P.G.A. members serve as golf pros
An integral part of having a country club with a clubhouse is to have somebody run the operation. The club hired a man named Penny Crabtree to oversee the business of the clubhouse and pro shop. Penny was replaced by Henry Vogel and then by Jim Thompson. Jim was the first person to own and operate the clubhouse as his own. He hired a kid named Bill Wampler to work for him, who went away to a Professional Golf Association School in Florida. When Bill came back, he took over for Jim and became the first P.G.A. member to be hired as the golf professional at Kimbeland.

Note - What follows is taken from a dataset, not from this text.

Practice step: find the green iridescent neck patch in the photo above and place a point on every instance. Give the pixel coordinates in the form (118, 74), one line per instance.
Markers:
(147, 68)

Many others have succeeded Bill, including Jess Simpson, Wes Duperier, Bill Curry, John Alexander, Brad Krutz, Larry Emery, Doug Dunbar, Todd Eastin and now Jim Davey, but the club has always kept the tradition of having a P.G.A. member serve as their golf professional.
Course remained same until 1996
The golf course stayed the same until 1996, when a group headed by Jack Litvay, laid out a new and improved golf course with larger greens and a more challenging layout. The course continues to try and improve with the help of the current Board of Directors and the members. In 2000, golf course architect Art Schaupeter developed a long range plan for Kimbeland’s golf course. A portion of that plan has been completed including adding two additional holes and completely re-building holes 8 and 9. In December of 2006 construction began on a new 7000 square foot clubhouse which was completed in September of 2007.